We have approached government institutions to use Bugv, and the feedback so far has been positive.
“We have approached several government institutions to use our product,” Lamgade said. “One of the modalities we have requested them to adopt is providing bounty hunters a certificate instead of money for their work. Though many might find lack of monetary award discouraging, others might find the certificate issued by the government recognising their work worth having. In that case, I think, it will be a win-win situation for ethical hackers and the government.”
Despite the achievement, Lamgade believes many people in Nepal are not that serious about cybersecurity. And those who consider it significant hesitate to ask for crowdsourcing service because it allows many people to participate.
“People are concerned about data security on platforms that function via crowdsourcing,” Lamgade said.

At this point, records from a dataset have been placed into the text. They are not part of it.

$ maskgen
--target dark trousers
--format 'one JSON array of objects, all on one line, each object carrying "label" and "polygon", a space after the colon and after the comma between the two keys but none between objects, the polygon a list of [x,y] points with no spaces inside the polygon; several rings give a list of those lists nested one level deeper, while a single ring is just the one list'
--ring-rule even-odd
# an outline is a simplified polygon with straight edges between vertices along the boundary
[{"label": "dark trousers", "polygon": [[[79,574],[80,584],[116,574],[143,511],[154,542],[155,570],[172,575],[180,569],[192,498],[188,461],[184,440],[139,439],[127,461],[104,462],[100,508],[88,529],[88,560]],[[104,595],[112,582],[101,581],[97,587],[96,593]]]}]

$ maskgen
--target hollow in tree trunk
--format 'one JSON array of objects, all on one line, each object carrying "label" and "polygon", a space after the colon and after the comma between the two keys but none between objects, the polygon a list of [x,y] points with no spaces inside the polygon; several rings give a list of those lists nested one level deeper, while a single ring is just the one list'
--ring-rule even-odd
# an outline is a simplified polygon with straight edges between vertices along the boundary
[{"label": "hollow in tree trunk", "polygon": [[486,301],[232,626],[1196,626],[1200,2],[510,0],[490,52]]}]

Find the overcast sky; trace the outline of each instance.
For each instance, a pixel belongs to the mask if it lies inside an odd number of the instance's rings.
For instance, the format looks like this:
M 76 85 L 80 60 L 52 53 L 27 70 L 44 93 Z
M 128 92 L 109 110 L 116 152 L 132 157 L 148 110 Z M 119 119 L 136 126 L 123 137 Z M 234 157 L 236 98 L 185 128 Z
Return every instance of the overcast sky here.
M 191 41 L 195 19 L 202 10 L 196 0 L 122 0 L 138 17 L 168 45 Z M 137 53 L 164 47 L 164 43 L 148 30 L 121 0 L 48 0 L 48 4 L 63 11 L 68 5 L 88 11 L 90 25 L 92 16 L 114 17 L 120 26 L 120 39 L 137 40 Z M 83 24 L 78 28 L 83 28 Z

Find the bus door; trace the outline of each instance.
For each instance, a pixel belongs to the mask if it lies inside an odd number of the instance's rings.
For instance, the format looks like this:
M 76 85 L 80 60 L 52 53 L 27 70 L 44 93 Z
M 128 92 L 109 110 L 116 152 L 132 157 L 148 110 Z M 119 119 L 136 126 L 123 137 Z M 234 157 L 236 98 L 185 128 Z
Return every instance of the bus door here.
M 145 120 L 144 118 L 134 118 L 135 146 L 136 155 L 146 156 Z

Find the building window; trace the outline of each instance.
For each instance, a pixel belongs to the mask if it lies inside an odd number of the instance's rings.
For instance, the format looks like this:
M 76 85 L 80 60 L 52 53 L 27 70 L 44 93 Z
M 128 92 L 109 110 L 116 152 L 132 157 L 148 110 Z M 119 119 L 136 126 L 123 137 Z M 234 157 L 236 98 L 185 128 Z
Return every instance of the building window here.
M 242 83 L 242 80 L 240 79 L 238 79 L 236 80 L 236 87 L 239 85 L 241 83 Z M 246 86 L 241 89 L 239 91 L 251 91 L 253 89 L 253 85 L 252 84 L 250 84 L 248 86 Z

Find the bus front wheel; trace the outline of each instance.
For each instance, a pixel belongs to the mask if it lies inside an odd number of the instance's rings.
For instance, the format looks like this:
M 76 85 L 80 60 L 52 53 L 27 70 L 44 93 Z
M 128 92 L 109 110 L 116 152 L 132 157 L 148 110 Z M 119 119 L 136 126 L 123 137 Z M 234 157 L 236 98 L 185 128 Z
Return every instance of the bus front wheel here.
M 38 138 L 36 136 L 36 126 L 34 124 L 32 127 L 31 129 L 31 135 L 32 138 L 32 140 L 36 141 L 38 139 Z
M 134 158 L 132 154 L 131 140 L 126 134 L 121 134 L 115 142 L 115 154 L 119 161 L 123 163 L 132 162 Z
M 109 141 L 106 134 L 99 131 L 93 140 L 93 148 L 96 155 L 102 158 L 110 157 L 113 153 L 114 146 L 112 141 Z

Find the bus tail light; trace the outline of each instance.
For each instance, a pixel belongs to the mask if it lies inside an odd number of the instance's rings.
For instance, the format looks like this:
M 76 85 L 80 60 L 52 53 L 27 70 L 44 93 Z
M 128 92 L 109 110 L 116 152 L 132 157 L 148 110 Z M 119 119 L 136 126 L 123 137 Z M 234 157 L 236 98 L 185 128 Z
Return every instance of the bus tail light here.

He believes Bugv has a great opportunity to penetrate the cybersecurity market in Asia.
“There are only a handful of platforms like Bugv in Asia,” Lamgade said. “Secuna, a Philippines based company, and India-based BugBase are among our toughest competitors in the region.”
Bugv currently employs 18 individuals. Lamgade said the plan for the coming days is to take the platform on a global scale.
“We are currently hiring more staff and have plans to attract international investors to launch Bugv on a global scale in the coming days,” Lamgade said.